Senator Compares President Preserving Federal Land To Japanese Attack On Pearl Harbor
Presidents can declare certain parcels of land monuments, not to be tampered with, according to the 1906 American Antiquities Act. This has conservatives up in arms (so to speak) in the wake of the Cliven Bundy mess. And it has Utah Senator Orrin Hatch likening it to the Japanese attack on Pearl Harbor.
“I’ll use my authority to protect more of our pristine federal lands for future generations,” he said in his State of the Union address earlier this year.

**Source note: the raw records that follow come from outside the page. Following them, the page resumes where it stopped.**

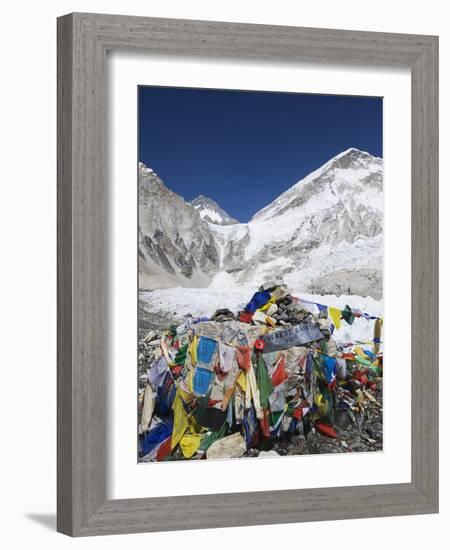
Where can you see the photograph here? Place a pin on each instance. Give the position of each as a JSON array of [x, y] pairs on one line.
[[260, 274]]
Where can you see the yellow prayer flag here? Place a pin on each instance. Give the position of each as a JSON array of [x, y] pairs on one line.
[[189, 444], [335, 315], [180, 420]]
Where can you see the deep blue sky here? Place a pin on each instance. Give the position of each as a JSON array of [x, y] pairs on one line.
[[243, 149]]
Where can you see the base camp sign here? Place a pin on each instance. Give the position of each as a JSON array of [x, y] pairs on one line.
[[297, 336]]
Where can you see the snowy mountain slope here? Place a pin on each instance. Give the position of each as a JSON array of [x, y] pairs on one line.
[[324, 235], [211, 212], [176, 247]]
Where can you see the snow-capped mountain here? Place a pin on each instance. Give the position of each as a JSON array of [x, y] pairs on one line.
[[211, 212], [324, 234], [176, 247]]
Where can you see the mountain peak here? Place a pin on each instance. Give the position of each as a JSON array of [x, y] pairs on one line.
[[211, 212]]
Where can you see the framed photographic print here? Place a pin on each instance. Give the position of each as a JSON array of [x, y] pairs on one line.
[[247, 269]]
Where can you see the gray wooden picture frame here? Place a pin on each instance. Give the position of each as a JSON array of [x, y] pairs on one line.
[[83, 41]]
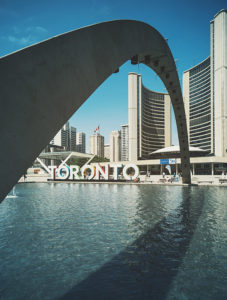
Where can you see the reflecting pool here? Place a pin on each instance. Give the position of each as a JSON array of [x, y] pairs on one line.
[[110, 241]]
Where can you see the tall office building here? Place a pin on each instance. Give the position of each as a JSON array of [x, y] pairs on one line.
[[107, 151], [124, 142], [72, 138], [81, 142], [97, 144], [115, 146], [62, 138], [66, 138], [205, 93], [149, 119]]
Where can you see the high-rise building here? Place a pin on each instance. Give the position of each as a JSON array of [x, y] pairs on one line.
[[149, 119], [72, 138], [115, 146], [81, 142], [205, 93], [66, 138], [97, 144], [62, 138], [124, 142], [107, 151]]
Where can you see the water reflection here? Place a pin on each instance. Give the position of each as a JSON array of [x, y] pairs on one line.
[[85, 241]]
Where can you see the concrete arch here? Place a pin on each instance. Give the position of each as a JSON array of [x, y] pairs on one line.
[[42, 85]]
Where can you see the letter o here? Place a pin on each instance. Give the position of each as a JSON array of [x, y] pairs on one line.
[[125, 169], [62, 176], [84, 168]]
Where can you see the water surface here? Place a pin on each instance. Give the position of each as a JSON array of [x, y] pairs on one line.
[[101, 241]]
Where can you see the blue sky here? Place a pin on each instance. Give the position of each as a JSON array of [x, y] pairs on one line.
[[186, 24]]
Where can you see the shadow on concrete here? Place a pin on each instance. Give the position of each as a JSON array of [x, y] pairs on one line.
[[146, 268]]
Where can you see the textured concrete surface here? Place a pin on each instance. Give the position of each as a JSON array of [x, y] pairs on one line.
[[42, 85]]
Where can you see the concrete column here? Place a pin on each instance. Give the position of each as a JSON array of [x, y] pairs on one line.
[[212, 169]]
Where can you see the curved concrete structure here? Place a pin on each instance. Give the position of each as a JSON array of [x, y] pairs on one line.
[[43, 85]]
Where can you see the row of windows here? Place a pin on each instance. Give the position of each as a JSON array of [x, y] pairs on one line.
[[201, 76], [200, 128], [194, 83], [153, 95], [200, 120], [151, 101], [206, 93], [201, 138], [200, 105], [199, 114], [200, 89], [155, 146], [200, 133], [153, 117], [152, 130], [152, 111], [200, 67], [153, 123], [154, 108], [154, 138]]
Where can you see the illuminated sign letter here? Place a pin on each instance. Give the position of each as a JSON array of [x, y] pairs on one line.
[[92, 171], [74, 170], [63, 176], [100, 171], [125, 174], [115, 172]]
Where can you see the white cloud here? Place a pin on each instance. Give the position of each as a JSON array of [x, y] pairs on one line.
[[30, 35]]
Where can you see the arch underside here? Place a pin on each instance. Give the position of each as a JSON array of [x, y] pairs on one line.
[[43, 85]]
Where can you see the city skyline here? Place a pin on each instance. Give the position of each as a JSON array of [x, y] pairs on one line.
[[26, 23]]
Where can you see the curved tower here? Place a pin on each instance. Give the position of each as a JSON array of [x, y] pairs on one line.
[[149, 119], [205, 93], [199, 107]]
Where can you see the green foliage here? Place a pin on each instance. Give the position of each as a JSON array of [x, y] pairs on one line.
[[99, 159], [82, 161]]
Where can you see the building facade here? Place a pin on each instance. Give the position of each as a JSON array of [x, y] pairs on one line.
[[205, 93], [124, 142], [149, 119], [97, 144], [81, 142], [62, 138], [115, 146], [107, 151], [72, 138]]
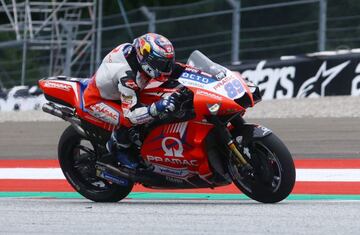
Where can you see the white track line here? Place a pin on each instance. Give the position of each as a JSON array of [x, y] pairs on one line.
[[317, 175]]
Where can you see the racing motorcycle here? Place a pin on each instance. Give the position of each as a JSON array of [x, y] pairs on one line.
[[205, 143]]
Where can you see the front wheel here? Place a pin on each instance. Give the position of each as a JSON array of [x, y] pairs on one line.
[[77, 161], [273, 175]]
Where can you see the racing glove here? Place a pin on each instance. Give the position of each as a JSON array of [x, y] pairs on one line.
[[165, 105]]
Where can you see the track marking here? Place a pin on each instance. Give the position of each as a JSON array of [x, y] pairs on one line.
[[302, 175]]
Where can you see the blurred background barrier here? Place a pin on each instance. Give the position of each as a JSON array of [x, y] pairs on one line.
[[60, 37], [310, 75]]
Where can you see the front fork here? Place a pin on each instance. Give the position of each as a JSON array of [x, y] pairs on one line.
[[227, 138]]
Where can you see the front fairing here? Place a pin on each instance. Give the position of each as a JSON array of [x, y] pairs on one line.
[[213, 86]]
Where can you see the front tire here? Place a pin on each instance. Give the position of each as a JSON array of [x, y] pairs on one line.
[[273, 176], [77, 162]]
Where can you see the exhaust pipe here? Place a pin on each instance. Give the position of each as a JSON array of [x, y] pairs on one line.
[[47, 108], [66, 114]]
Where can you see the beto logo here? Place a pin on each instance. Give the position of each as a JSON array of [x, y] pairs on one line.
[[171, 151], [208, 94], [105, 113], [197, 78], [58, 85]]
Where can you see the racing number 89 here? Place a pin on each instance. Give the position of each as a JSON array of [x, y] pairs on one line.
[[233, 88]]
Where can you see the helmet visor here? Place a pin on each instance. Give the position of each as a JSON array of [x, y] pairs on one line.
[[163, 65]]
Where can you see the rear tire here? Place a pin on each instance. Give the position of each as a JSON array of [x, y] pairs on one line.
[[274, 171], [79, 170]]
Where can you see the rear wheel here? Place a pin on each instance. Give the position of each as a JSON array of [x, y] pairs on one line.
[[77, 160], [273, 175]]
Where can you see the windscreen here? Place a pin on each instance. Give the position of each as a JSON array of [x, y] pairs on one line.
[[200, 61]]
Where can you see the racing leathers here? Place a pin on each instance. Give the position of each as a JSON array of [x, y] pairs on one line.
[[120, 78]]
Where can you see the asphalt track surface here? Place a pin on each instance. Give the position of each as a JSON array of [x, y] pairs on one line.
[[74, 216], [306, 138]]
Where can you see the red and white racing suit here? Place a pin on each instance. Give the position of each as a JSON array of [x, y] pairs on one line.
[[119, 77]]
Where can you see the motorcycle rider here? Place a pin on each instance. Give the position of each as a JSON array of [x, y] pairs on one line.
[[123, 74]]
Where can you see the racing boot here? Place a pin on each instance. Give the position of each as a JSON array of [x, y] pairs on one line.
[[119, 145]]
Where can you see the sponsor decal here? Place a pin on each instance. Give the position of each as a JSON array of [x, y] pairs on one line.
[[58, 85], [131, 84], [315, 86], [214, 108], [191, 83], [222, 82], [273, 82], [192, 70], [175, 161], [173, 180], [105, 113], [197, 77], [172, 151], [309, 77], [355, 84], [208, 94], [176, 128]]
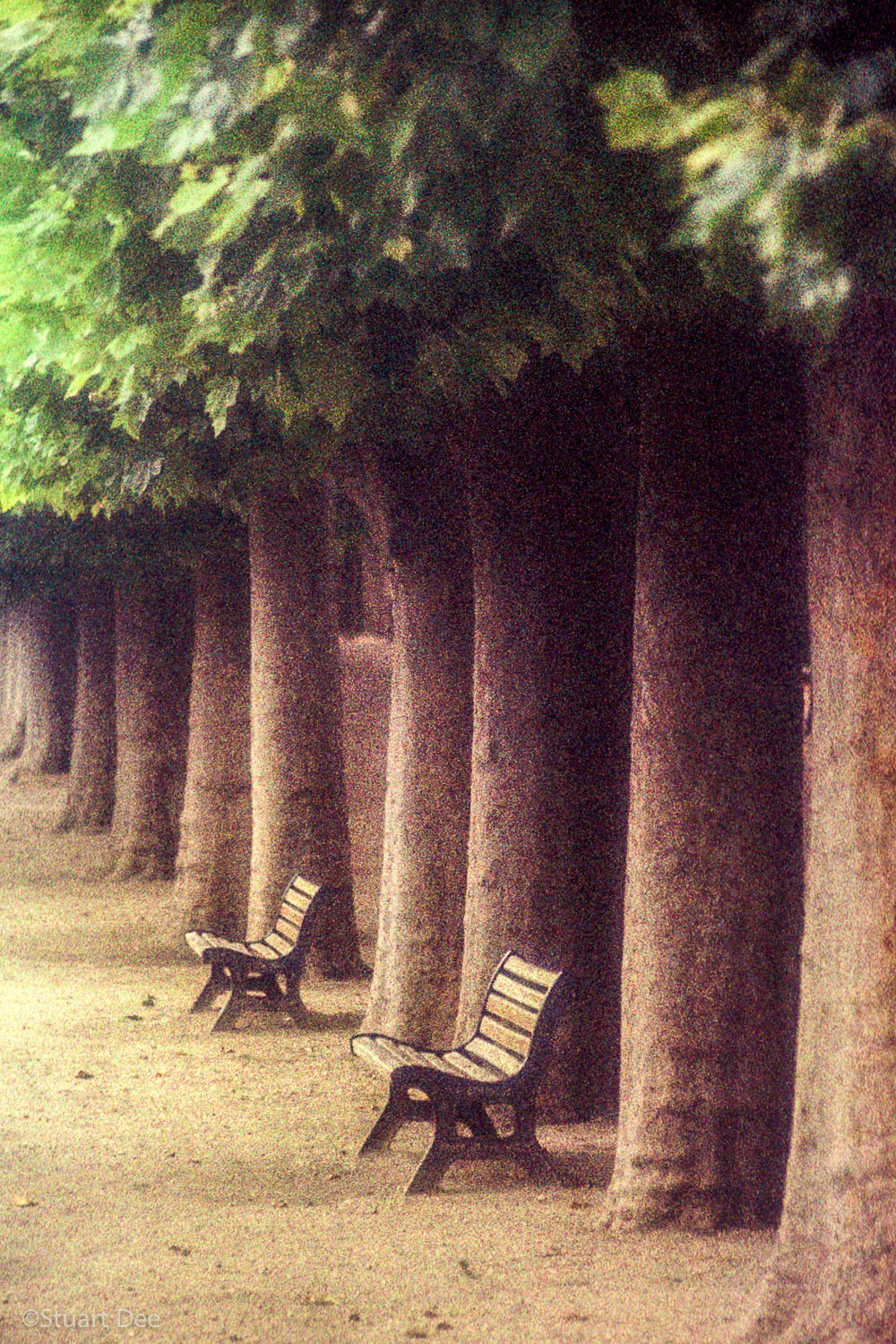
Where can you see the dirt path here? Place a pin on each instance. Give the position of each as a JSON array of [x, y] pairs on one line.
[[210, 1183]]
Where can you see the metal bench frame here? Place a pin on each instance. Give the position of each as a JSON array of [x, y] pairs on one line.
[[460, 1083], [252, 972]]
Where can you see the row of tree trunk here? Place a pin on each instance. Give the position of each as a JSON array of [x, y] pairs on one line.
[[595, 755]]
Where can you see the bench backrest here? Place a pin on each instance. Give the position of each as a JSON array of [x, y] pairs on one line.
[[517, 1018], [293, 919]]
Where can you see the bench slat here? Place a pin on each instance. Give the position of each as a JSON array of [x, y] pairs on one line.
[[303, 887], [296, 903], [280, 943], [261, 949], [495, 1055], [535, 975], [511, 1011], [519, 992], [476, 1069], [503, 1035], [287, 930]]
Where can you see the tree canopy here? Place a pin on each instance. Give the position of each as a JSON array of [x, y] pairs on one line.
[[234, 236]]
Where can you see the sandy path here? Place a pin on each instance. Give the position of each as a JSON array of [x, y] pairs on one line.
[[211, 1183]]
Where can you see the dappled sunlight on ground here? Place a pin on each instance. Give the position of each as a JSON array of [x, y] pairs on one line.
[[211, 1182]]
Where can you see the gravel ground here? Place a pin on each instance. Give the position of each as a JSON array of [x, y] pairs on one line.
[[172, 1185]]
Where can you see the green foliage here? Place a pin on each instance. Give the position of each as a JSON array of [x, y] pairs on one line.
[[228, 198], [785, 171]]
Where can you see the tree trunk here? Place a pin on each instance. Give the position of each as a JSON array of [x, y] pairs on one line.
[[427, 793], [215, 827], [833, 1274], [713, 868], [13, 714], [93, 744], [47, 687], [300, 816], [551, 503], [152, 679]]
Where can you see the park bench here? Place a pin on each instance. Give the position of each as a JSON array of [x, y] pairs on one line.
[[501, 1064], [253, 970]]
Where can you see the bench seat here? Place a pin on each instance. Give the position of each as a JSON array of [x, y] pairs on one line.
[[503, 1064], [266, 972]]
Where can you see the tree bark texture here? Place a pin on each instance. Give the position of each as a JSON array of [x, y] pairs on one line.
[[152, 685], [427, 793], [713, 865], [93, 741], [47, 667], [551, 507], [215, 825], [833, 1274], [13, 711], [300, 816]]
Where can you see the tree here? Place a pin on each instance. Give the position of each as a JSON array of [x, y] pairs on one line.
[[713, 865], [215, 824], [416, 505], [93, 741], [788, 172], [152, 683], [549, 480], [298, 787], [833, 1276]]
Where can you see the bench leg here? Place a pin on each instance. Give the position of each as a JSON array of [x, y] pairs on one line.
[[477, 1118], [444, 1150], [293, 1003], [524, 1147], [398, 1110], [215, 986], [230, 1012]]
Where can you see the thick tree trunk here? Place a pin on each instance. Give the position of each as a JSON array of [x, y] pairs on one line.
[[152, 682], [47, 685], [427, 793], [13, 715], [833, 1276], [93, 742], [551, 503], [215, 827], [713, 868], [298, 787]]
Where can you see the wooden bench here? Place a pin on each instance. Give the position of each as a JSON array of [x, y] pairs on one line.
[[253, 970], [501, 1064]]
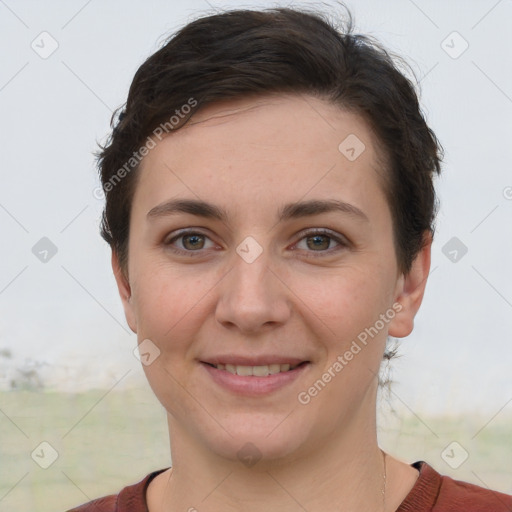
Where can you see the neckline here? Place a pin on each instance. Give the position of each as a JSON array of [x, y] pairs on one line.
[[423, 493]]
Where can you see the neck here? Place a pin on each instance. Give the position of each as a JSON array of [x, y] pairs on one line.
[[344, 471]]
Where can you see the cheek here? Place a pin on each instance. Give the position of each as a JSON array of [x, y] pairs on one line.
[[344, 303]]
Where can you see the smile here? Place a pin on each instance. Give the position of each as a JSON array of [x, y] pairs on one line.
[[254, 380], [256, 371]]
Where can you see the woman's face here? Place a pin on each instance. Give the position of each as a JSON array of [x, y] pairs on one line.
[[277, 280]]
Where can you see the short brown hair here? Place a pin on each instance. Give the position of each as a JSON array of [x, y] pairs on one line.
[[248, 52]]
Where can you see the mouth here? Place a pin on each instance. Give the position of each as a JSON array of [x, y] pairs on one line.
[[256, 371], [255, 380]]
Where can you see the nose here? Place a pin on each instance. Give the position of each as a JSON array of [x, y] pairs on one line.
[[252, 296]]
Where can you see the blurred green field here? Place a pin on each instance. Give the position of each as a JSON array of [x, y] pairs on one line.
[[106, 441]]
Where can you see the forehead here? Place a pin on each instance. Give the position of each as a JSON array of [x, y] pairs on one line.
[[265, 147]]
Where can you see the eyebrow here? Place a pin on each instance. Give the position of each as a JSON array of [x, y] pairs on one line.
[[287, 212]]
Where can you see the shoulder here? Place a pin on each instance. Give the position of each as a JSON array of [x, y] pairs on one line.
[[470, 497], [438, 493], [130, 499], [105, 504]]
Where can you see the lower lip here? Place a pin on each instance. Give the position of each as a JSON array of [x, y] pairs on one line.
[[251, 385]]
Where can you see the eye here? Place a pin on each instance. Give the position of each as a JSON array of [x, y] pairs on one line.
[[190, 241], [320, 241]]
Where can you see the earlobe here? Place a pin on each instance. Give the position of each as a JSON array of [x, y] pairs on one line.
[[410, 291], [125, 292]]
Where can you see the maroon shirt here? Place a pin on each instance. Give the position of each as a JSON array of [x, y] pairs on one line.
[[432, 492]]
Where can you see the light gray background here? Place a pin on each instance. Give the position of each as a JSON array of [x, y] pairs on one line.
[[64, 317]]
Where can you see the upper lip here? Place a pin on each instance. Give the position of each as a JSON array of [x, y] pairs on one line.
[[253, 360]]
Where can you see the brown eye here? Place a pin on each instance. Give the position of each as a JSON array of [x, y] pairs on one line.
[[188, 243], [321, 242], [318, 242]]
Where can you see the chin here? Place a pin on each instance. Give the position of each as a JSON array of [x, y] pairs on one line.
[[257, 438]]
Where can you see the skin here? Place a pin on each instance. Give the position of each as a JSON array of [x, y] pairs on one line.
[[250, 157]]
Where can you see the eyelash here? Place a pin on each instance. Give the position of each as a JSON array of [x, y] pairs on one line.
[[308, 234]]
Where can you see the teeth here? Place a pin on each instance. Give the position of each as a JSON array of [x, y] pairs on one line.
[[257, 371]]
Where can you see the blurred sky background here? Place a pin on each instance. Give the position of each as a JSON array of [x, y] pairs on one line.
[[64, 316]]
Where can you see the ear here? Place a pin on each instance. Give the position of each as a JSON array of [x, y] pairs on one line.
[[125, 292], [410, 290]]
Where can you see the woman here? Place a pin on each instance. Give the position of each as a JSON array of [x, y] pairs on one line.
[[270, 207]]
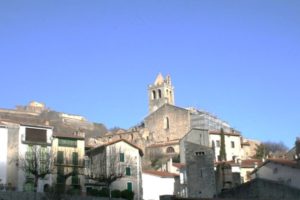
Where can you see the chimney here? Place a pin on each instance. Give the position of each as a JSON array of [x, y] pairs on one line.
[[297, 144]]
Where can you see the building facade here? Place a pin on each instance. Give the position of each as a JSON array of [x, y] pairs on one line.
[[119, 159]]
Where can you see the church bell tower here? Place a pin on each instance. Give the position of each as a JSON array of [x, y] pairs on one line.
[[160, 93]]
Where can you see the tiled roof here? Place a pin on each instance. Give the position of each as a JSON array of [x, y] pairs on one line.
[[179, 165], [119, 140], [160, 173], [217, 132], [288, 163], [164, 144], [250, 163]]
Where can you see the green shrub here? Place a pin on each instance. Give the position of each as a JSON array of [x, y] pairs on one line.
[[103, 193], [126, 194], [116, 194]]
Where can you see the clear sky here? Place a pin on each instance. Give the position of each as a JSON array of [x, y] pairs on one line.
[[237, 59]]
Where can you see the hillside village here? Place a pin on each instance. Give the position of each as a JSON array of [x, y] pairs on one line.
[[174, 152]]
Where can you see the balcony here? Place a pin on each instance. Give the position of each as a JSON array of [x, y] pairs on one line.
[[69, 163], [34, 141]]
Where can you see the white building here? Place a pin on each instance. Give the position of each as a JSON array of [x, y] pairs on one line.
[[157, 183], [232, 145], [118, 157], [17, 142], [279, 170]]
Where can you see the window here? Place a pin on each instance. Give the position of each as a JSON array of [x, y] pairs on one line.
[[159, 94], [170, 150], [153, 94], [60, 157], [232, 144], [67, 142], [75, 180], [122, 157], [35, 135], [199, 153], [128, 171], [218, 143], [75, 158], [166, 123], [129, 186]]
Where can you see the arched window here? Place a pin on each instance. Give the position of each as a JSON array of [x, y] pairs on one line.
[[153, 94], [170, 150], [166, 123], [159, 94]]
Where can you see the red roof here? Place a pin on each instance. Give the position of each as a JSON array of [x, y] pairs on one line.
[[217, 132], [179, 165], [160, 173], [288, 163], [120, 140], [250, 163]]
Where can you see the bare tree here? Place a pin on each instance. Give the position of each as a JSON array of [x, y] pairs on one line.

That commitment has some in the West fearing more intrusion by the federal government into their backyard, undermining locally driven efforts to decide the future of public lands. That fear isn’t without precedent.
“It makes me worried that [the president will] just ignore the wishes of the people of Utah and just do what he wants to — like Clinton did,” Sen. Orrin Hatch, R-Utah, said in a recent Salt Lake Tribune interview. “Sometimes he does act unilaterally.”
Two months before his 1996 re-election, President Bill Clinton stood on the rim of the Grand Canyon in Arizona and declared 1.8 million acres of public land in Utah as the new Grand Staircase-Escalante National Monument. With a swipe of a pen, he canceled a proposed coal mine in what Hatch described then as the “mother of all land grabs.”
“Like the attack on Pearl Harbor, this massive proclamation came completely without notice to the public,” Hatch declared on the Senate floor. “The biggest presidential land set-aside in almost 20 years was a sneak attack.”